KARACHI: Foreign direct investment (FDI) fell by 30 per cent within the half of the present financial year , reflecting the impact of Covid-19 that’s still affecting the country also as global economies.
The State Bank’s latest data issued on Monday showed the country received $952 million foreign investment during July-December FY21 compared to $1.357 billion within the same period of last financial year .
In FY20, Pakistan managed to enhance its diary because it received $2.561bn FDI compared to $1.362bn within the preceding year. However, the pandemic drastically impacted global economies suppressing any chance for Pakistan to draw in huge amounts of foreign investment.
The impact of heavy outflow from portfolio also played a key role in making the record poorer within the half of FY21. the info shows that the outflow during July-December was $244m compared to a net inflow of $18.8m within the same period last year .
Inflows from China also shrink in July-December
The breakup further shows that China made 38pc contribution to the general $952m FDI the country received in July-December period of FY21. However, the FDI inflows from China also contracted to $359m within the period under review compared to $396m within the same period of last financial year .
Beijing has been the main investor in Pakistan for the past few years.
The negative side of FDI trend was the shrinking contribution of other countries.
The other significant contributions were from the us and UK at $65m and $63m, respectively, both improved from $44m and $58m within the same period of last financial year .

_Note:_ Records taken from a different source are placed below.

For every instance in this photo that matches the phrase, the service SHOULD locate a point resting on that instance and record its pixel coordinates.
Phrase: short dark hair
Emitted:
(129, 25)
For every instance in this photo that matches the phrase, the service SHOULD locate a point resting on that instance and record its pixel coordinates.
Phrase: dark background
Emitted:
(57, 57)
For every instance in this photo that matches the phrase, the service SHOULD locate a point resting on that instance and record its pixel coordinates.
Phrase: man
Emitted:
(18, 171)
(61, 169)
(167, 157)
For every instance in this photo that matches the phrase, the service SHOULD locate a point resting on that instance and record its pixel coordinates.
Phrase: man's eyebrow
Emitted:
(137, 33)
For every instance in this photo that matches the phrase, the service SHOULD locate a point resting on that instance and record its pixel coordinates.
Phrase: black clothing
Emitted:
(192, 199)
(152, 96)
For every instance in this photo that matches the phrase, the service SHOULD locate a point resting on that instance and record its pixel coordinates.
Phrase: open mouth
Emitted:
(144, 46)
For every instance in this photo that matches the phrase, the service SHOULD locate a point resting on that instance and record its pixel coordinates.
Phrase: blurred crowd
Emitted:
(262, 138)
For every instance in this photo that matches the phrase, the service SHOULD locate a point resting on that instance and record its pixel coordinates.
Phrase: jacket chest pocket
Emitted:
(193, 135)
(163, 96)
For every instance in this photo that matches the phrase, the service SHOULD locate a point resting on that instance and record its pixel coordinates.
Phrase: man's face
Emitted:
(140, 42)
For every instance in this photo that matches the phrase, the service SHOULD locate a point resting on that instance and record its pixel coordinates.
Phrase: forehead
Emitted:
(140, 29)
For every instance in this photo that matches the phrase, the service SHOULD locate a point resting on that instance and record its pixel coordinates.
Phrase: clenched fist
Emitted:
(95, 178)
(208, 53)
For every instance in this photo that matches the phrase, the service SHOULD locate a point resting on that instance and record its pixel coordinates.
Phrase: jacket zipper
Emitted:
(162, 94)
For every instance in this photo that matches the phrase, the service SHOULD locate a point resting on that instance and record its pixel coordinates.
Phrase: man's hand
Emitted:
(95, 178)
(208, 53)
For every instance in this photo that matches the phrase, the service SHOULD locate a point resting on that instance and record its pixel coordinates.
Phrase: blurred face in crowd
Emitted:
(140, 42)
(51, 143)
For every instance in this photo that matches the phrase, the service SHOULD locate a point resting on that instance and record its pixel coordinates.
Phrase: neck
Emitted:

The United Arab Emirates (UAE), which was once the most important trade partner of Pakistan, has started disinvesting love it did in six months of FY20 when the entire outflow was $27m. However, in July-December FY21, the inflow was $16.3m.
The inflows from Hong Kong , Malta and therefore the Netherlands were $86m, $56m and $72m respectively.
The country received the very best foreign investment of $261m in electricity, gas, steam and air con supply sectors. While an inflow of $137m was noted in financial and insurance sectors.